Tuesday, September 28, 2010

How I handle my mail

If you mail me at jgc.org your mail is routed to a GMail account and then some magic happens. Your mail will be read by my automatic mail classifying code and automatically labeled. Here's a shot of my GMail labels:


All those labels with a + as a prefix are automatic. Here's what happens: every five minutes a service I've created logs into my GMail account using IMAP and OAuth (the service doesn't know my password, it's authorized via OAuth to access my mail). The service searches for labels with a + prefix and synchronizes.

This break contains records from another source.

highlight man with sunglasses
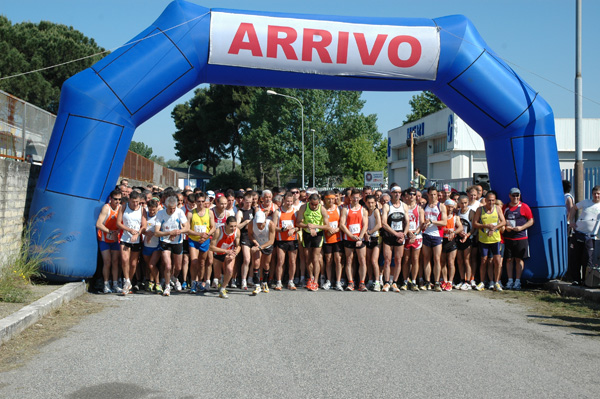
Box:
[235,192,256,290]
[504,187,534,290]
[567,186,600,285]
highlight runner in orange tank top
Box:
[323,191,344,291]
[274,192,298,291]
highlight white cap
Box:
[254,211,267,223]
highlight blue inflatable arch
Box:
[31,1,567,281]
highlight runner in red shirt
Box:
[503,187,534,290]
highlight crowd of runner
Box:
[96,181,596,298]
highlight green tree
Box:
[171,85,257,174]
[402,91,446,124]
[0,15,104,113]
[206,170,253,190]
[242,89,385,186]
[129,140,152,159]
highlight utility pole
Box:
[575,0,584,203]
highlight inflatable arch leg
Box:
[31,1,567,281]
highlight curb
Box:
[0,281,87,345]
[546,281,600,302]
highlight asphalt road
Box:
[0,290,600,399]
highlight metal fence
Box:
[0,90,56,163]
[560,168,600,198]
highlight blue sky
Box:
[0,0,600,159]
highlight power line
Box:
[0,12,210,81]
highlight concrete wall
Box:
[0,158,41,264]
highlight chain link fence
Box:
[0,90,56,164]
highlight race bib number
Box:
[348,224,360,235]
[390,222,403,231]
[281,220,294,230]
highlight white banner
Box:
[208,12,440,80]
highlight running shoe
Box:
[373,280,381,292]
[102,281,112,294]
[408,281,419,292]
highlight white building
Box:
[388,108,600,190]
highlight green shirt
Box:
[304,204,324,233]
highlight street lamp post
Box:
[188,159,202,187]
[310,129,317,187]
[267,90,304,187]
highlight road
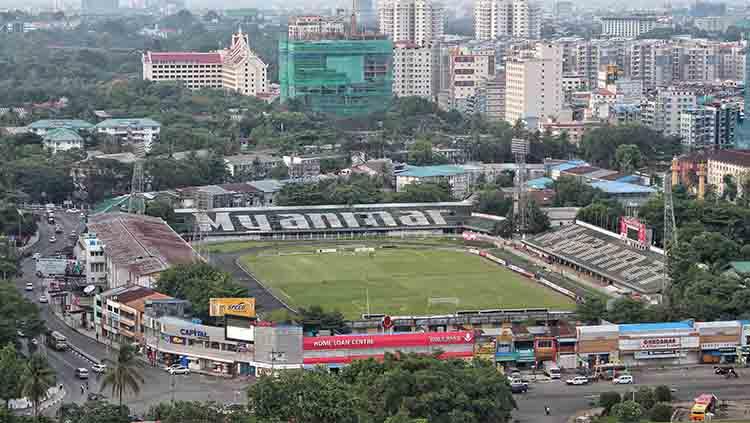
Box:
[513,366,750,423]
[16,211,247,415]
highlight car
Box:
[76,367,89,379]
[510,379,529,394]
[565,376,589,385]
[167,364,190,375]
[612,375,633,385]
[86,392,107,401]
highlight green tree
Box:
[649,402,672,422]
[248,370,360,423]
[614,144,643,173]
[101,345,144,408]
[0,344,24,409]
[599,391,622,413]
[612,401,643,423]
[654,385,672,402]
[635,386,656,410]
[21,354,55,420]
[156,263,247,320]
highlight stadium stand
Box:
[523,222,664,294]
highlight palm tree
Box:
[101,345,144,408]
[21,354,55,419]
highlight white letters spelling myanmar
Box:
[193,209,450,233]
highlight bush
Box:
[654,385,672,402]
[649,402,672,422]
[612,401,643,423]
[635,386,656,410]
[599,391,622,414]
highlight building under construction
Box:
[279,34,393,117]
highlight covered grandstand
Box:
[523,222,665,294]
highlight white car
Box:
[612,375,633,385]
[565,376,589,385]
[167,364,190,375]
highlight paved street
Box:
[514,366,750,423]
[16,211,247,414]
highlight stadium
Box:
[176,202,575,319]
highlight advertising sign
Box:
[303,331,474,350]
[208,298,255,318]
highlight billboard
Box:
[302,331,474,351]
[620,216,651,246]
[208,298,255,318]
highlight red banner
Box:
[303,351,474,364]
[303,331,474,351]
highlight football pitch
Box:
[242,248,574,318]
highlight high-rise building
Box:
[641,87,696,135]
[287,15,345,40]
[393,41,440,101]
[142,30,268,96]
[279,34,393,116]
[601,16,657,38]
[440,46,495,114]
[505,43,563,128]
[474,0,542,41]
[81,0,119,13]
[378,0,445,46]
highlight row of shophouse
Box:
[93,286,750,377]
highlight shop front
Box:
[302,331,475,369]
[695,320,742,364]
[576,325,619,373]
[619,322,700,367]
[146,317,253,377]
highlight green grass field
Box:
[242,246,574,318]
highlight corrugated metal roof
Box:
[620,322,693,333]
[591,181,656,194]
[396,165,466,178]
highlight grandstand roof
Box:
[396,165,466,178]
[526,177,554,189]
[591,181,656,194]
[620,322,693,333]
[524,222,664,294]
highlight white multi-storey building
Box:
[287,15,345,40]
[378,0,445,46]
[505,43,563,127]
[601,16,657,38]
[641,87,696,135]
[142,30,268,96]
[441,47,495,113]
[474,0,542,41]
[393,42,440,101]
[94,119,161,153]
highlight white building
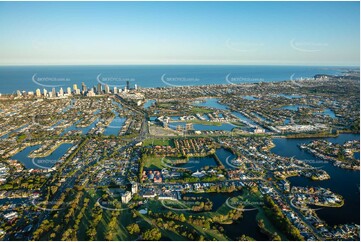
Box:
[122,191,132,204]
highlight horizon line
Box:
[0,63,360,68]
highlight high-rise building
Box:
[59,87,64,97]
[104,84,110,94]
[35,88,41,97]
[81,82,87,93]
[122,191,132,204]
[131,182,138,195]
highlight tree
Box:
[127,223,140,234]
[142,228,162,240]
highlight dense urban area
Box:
[0,71,360,240]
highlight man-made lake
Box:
[143,100,155,109]
[11,144,73,169]
[177,156,217,172]
[194,98,227,110]
[168,122,237,131]
[183,192,268,240]
[103,111,126,136]
[271,134,360,226]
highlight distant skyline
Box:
[0,2,360,66]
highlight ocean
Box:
[0,65,350,94]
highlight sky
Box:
[0,2,360,66]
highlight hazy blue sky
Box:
[0,2,360,65]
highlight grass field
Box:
[143,139,174,147]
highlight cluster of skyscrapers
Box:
[17,81,138,98]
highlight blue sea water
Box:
[0,65,349,93]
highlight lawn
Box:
[144,157,166,169]
[143,139,174,147]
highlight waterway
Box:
[11,144,73,169]
[271,134,360,226]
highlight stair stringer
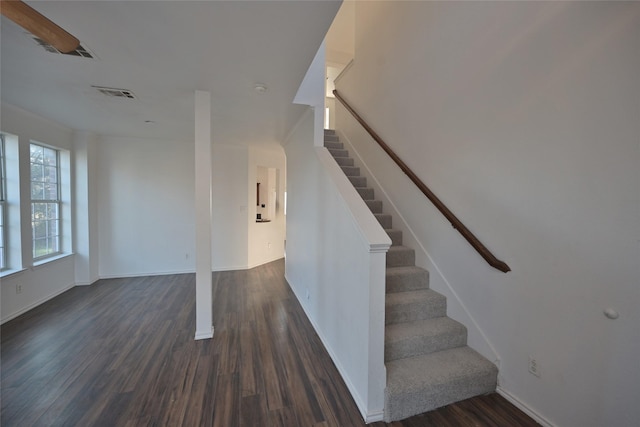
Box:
[336,129,501,372]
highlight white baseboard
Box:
[195,326,213,341]
[496,386,556,427]
[100,270,196,279]
[0,283,75,324]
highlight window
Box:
[30,144,61,261]
[0,134,7,270]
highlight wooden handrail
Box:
[333,90,511,273]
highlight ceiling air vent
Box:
[91,86,136,99]
[33,37,96,59]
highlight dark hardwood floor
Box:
[0,260,537,427]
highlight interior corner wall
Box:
[0,103,75,323]
[97,136,195,278]
[73,131,99,285]
[211,143,249,271]
[338,2,640,427]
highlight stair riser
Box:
[387,249,416,267]
[363,201,382,213]
[340,166,360,176]
[347,176,367,188]
[375,214,392,229]
[386,230,402,246]
[334,157,353,166]
[385,297,447,325]
[356,188,373,200]
[384,328,467,362]
[384,371,497,422]
[324,138,344,150]
[327,148,349,157]
[385,270,429,293]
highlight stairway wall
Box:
[285,110,391,421]
[337,2,640,426]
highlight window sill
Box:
[0,268,27,279]
[33,253,73,270]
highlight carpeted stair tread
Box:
[365,199,382,213]
[356,187,374,200]
[334,157,353,166]
[384,289,447,325]
[324,139,344,150]
[340,166,360,176]
[384,346,498,422]
[384,228,402,246]
[385,265,429,293]
[384,317,467,361]
[384,244,416,267]
[347,176,367,188]
[324,129,497,422]
[327,148,349,158]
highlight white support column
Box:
[195,90,213,340]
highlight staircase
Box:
[324,130,498,422]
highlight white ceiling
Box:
[0,0,340,144]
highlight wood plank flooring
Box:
[0,260,537,427]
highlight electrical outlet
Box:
[529,356,540,378]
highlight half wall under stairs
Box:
[325,130,498,422]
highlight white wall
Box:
[285,111,391,422]
[338,2,640,426]
[97,137,195,277]
[212,144,249,271]
[73,131,100,285]
[246,147,287,268]
[0,104,75,322]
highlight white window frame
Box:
[29,142,63,262]
[0,134,9,271]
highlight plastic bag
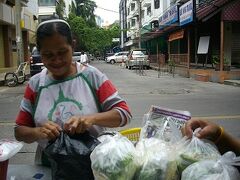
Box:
[44,132,99,180]
[134,138,179,180]
[140,106,191,141]
[176,128,221,172]
[182,152,240,180]
[0,139,23,162]
[90,133,137,180]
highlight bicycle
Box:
[4,62,28,87]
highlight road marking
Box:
[192,115,240,120]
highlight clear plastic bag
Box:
[140,106,191,141]
[0,139,23,162]
[134,138,178,180]
[176,128,221,172]
[90,133,137,180]
[182,152,240,180]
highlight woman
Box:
[15,19,131,164]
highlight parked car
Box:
[126,49,150,69]
[106,51,129,64]
[30,48,45,76]
[72,52,81,62]
[104,53,115,62]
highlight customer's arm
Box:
[182,119,240,155]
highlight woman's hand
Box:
[64,116,93,134]
[36,121,62,140]
[182,119,221,141]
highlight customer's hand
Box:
[35,121,62,140]
[182,119,221,142]
[64,116,92,134]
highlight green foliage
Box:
[56,0,66,19]
[75,0,97,27]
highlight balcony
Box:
[0,2,15,25]
[142,0,151,7]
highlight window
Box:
[131,3,135,11]
[38,0,56,6]
[154,0,160,9]
[147,6,151,16]
[132,19,136,27]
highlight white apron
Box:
[34,63,105,148]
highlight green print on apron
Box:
[48,88,82,127]
[34,63,105,165]
[34,64,105,148]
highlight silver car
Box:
[126,49,150,69]
[106,51,129,64]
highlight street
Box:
[0,61,240,164]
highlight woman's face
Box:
[40,33,74,79]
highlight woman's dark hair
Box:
[36,20,72,51]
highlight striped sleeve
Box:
[83,67,132,126]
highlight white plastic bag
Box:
[90,133,137,180]
[134,138,178,180]
[182,151,240,180]
[140,106,191,141]
[0,139,23,162]
[176,128,221,172]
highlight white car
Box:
[106,51,129,64]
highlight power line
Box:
[97,6,119,14]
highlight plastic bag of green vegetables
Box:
[134,138,178,180]
[176,128,221,172]
[90,133,137,180]
[182,151,240,180]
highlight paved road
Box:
[0,61,240,164]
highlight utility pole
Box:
[137,0,142,49]
[15,0,23,65]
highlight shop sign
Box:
[159,5,178,29]
[179,0,193,26]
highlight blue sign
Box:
[159,5,178,29]
[179,0,193,26]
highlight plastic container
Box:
[0,160,8,180]
[119,128,141,142]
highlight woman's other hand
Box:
[182,119,221,142]
[36,121,62,140]
[64,116,92,134]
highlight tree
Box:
[75,0,97,27]
[56,0,66,19]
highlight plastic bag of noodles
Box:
[90,133,137,180]
[177,128,221,172]
[182,151,240,180]
[135,138,178,180]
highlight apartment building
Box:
[0,0,37,68]
[120,0,240,83]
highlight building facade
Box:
[120,0,240,83]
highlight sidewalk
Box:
[150,63,240,87]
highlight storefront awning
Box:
[168,29,184,42]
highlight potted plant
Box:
[212,55,220,71]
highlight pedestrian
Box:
[80,51,88,64]
[182,119,240,156]
[15,19,131,166]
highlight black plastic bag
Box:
[44,132,100,180]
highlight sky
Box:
[94,0,120,25]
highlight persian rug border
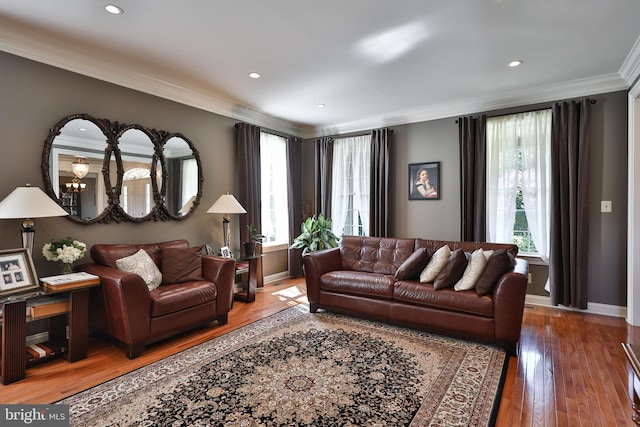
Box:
[57,304,508,426]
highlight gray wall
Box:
[304,92,627,306]
[390,92,627,306]
[0,52,627,305]
[0,52,255,276]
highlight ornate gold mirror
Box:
[42,114,204,224]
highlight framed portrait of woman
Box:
[409,162,442,200]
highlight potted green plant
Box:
[243,224,265,257]
[291,214,338,255]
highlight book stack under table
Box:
[0,272,100,384]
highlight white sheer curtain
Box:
[520,110,551,262]
[180,159,198,206]
[487,116,518,243]
[487,110,551,261]
[260,132,289,244]
[331,135,371,236]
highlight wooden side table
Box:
[233,255,263,302]
[622,343,640,425]
[0,278,100,385]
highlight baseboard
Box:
[264,271,289,284]
[525,295,627,319]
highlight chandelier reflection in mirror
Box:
[42,114,204,224]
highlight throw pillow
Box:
[420,245,451,283]
[396,248,430,280]
[433,249,467,289]
[116,249,162,291]
[453,248,488,291]
[161,246,202,285]
[476,249,515,295]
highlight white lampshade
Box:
[71,156,89,179]
[178,196,196,215]
[0,184,69,253]
[207,193,247,251]
[207,193,247,214]
[0,184,68,219]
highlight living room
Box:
[0,1,638,426]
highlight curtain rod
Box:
[456,99,598,124]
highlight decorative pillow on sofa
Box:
[476,249,515,295]
[453,248,488,291]
[433,249,467,289]
[420,245,451,283]
[161,246,202,285]
[116,249,162,291]
[395,248,430,280]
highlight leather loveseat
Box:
[78,240,235,359]
[303,236,528,354]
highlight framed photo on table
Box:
[408,162,442,200]
[220,246,231,258]
[0,248,40,297]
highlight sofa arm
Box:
[78,264,151,344]
[493,258,529,344]
[202,255,236,316]
[302,248,342,312]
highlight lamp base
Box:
[21,220,36,255]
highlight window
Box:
[331,135,371,236]
[259,132,289,246]
[487,110,551,260]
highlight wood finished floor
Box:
[0,279,640,427]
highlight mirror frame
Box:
[41,113,204,224]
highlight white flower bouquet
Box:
[42,237,87,264]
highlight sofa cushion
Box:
[116,249,162,291]
[453,248,490,291]
[151,280,218,317]
[395,248,431,280]
[90,239,189,268]
[161,246,202,285]
[340,236,415,275]
[476,249,515,295]
[320,270,396,299]
[433,249,467,289]
[393,280,493,318]
[420,245,451,283]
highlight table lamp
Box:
[207,193,247,247]
[0,184,68,254]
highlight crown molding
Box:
[316,73,629,136]
[619,37,640,87]
[0,17,640,139]
[0,17,312,136]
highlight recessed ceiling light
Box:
[104,4,124,15]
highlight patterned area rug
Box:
[58,305,506,427]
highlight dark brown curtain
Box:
[315,137,333,218]
[236,123,262,246]
[549,99,591,309]
[369,129,393,237]
[458,115,487,242]
[287,137,303,277]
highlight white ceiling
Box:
[0,0,640,137]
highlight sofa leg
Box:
[216,314,229,325]
[125,343,144,359]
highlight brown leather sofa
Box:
[78,240,235,359]
[303,236,528,354]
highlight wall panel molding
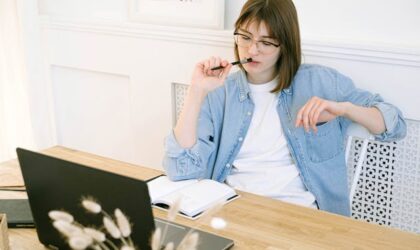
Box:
[41,16,420,67]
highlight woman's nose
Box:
[248,42,258,55]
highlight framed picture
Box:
[129,0,225,29]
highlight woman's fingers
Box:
[295,97,324,132]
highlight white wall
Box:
[32,0,420,168]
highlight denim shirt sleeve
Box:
[336,73,407,141]
[163,97,215,181]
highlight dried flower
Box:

Then it looks for new messages in my Inbox (and All Mail) and uses machine learning to apply one of the + labels to the message. Next it takes a look through the labels themselves to see if new messages have been labeled manually. It does that so it can learn.

When first set up the service looked through all the messages in the + labels and built a machine learning classifier from the message contents. It immediately after that started classifying mail. But, naturally, it's not 100% perfect and so sometimes it makes mistakes (puts the wrong label on messages). Happily, all I have to do is change the label in GMail and the service will spot the change next time it logs in and will update its classifier.

The entire interface to the automatic classifier is through GMail. In fact, there's no interface at all: it watches my actions and learns. All I have to do is set up labels with a + at the beginning and my mail is magically labeled. If an labeling error occurs I just relabel.

Anyone else OCD enough to want this service? (If you are serious about wanting a service like this please email me and I'll add you to a little mailing list for when I get round to implementing it for public consumption).

12 comments:

gio said...

Is this popfile, or some new magic?

John Graham-Cumming said...

It's based on my commercial email classifier, polymail, which is written entirely in C. So the concept is similar to POPFile, but the actually implementation is completely different.

The C code, as you might imagine, is way faster than the Perl implementation and has a number of tricks to make it scream (for example, it uses hashes instead of words for fast access).

Baishampayan said...

I believe if you share the code on Github or something then we all can benefit from it.

Thanks JGC :)

John Graham-Cumming said...

You can download POPFile (http://getpopfile.org/) and set up the IMAP interface to do something very similar. It is GPL licensed.

jjsquared said...

Interesting...I just simply use gmails built in filtering....any new site or service I sign up for, I cater my email address for that service...so if I signed up at Rdio I would use [email protected]..if I signed up for Mog I would use [email protected]..gmail delivers the mail to everything preceding the plus...so I set up filters for each custom name and apply appropriate labels based on where its coming from

MatStace said...

That's exactly the sort of thing that I've been wanting gmail to do for years (find a +blah in the too address and label it).

I'm definitely CDO (got to put the letters in the correct order ;-p ) to want that sort of thing.

grant said...

I need this.

pqs said...

Yes, please, create your service!

Russell said...

s/it's classifier/its classifier/

John Graham-Cumming said...

The shame, the shame of a misplaced apostrophe.

gio said...

Well, if it is so, I would like to have it as well. Do I have to send you an email, or leaving a comment here is enough?

John Graham-Cumming said...

Send me a mail because I can't contact you directly from here.